In this guide, we'll learn how to use the combination of Pinot's upsert and real-time to offline job features.

Let's quickly recap these features:

* Upsert is usually used when we are capturing events that contain a state transition.
  This could be the location of a driver or the status of an order.
  When querying these events, we want to return the latest state, grouped by a primary key.
* The real-time to offline job is used to move segments from a real-time table to an offline table.

<Warning>
  The main thing to keep in mind when combining these features is that upsert functionality only applies to real-time tables.
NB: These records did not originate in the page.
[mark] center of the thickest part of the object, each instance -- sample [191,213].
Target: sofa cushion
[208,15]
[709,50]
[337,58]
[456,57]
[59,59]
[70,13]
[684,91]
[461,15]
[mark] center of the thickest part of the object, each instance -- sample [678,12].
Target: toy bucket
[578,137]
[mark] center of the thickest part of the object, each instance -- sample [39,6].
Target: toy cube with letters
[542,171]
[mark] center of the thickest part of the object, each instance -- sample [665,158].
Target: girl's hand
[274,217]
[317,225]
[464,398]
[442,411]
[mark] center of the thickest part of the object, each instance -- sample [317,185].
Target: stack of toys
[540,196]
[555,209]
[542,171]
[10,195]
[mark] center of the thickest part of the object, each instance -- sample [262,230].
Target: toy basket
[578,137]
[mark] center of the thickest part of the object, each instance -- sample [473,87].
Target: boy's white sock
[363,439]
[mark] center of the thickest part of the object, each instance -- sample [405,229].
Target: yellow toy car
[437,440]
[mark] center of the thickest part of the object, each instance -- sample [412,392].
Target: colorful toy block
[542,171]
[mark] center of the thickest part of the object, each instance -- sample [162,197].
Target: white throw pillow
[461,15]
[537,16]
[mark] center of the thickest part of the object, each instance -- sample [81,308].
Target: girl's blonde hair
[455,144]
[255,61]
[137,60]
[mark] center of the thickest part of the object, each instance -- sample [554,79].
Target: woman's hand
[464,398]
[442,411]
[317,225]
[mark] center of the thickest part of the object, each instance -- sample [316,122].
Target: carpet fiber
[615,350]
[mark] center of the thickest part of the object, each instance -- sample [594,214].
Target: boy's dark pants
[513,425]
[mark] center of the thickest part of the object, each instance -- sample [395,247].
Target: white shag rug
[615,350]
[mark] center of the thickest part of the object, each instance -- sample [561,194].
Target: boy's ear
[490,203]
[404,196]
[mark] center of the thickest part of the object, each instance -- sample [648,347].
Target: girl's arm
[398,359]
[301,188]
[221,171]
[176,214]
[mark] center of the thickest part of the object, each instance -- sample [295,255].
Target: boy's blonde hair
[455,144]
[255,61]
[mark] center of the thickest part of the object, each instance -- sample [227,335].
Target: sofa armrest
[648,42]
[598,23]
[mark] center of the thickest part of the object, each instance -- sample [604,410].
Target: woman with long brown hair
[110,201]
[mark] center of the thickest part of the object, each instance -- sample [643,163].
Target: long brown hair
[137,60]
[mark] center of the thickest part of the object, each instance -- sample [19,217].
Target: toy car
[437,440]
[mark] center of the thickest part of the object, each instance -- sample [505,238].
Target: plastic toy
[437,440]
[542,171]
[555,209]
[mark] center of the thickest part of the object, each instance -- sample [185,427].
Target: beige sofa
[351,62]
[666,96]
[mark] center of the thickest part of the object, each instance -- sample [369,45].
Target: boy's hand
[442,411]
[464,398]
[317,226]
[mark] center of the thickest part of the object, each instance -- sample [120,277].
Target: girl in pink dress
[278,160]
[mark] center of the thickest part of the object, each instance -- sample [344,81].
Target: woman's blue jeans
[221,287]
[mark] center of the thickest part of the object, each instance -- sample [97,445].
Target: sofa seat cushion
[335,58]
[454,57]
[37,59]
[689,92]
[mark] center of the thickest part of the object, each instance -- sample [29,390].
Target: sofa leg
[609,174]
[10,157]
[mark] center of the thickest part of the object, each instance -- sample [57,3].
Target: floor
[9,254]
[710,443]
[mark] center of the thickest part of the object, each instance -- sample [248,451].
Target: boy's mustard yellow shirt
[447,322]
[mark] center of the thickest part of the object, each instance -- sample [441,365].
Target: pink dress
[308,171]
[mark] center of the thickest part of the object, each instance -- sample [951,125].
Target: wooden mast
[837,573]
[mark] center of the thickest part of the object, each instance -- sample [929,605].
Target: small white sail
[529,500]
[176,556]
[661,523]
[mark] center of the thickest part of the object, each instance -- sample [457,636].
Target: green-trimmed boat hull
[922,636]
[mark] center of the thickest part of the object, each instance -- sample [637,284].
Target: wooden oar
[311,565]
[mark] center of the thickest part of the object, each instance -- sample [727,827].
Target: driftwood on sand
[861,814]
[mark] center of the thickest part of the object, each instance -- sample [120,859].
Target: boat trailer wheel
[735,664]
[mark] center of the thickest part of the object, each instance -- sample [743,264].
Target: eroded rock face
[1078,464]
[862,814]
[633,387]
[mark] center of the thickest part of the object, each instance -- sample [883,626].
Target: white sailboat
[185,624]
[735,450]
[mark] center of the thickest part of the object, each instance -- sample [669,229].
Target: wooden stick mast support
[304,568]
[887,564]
  As soon as those segments are moved to an offline table, the upsert logic is no longer applied at query time.
  We will need to backfill the offline segments created by the real-time to offline job to achieve upsert-like queries.
</Warning>

## Prerequisites

To follow the code examples in this guide, you must [install Docker](https://docs.docker.com/get-docker/) locally and download recipes.

## Navigate to recipe

1. If you haven't already, download recipes.
2. In terminal, go to the recipe by running the following command:

```bash theme={null}
cd pinot-recipes/recipes/upserts-real-time-offline-job
```

## Launch Pinot Cluster

You can spin up a Pinot Cluster by running the following command:

```bash theme={null}
docker compose up
```

This command will run a single instance of the Pinot Controller, Pinot Server, Pinot Broker, Pinot Minion, Zookeeper, and Kafka. You can find the [docker-compose.yml](https://github.com/startreedata/pinot-recipes/blob/main/recipes/upserts-real-time-offline-job/docker-compose.yml) file on GitHub.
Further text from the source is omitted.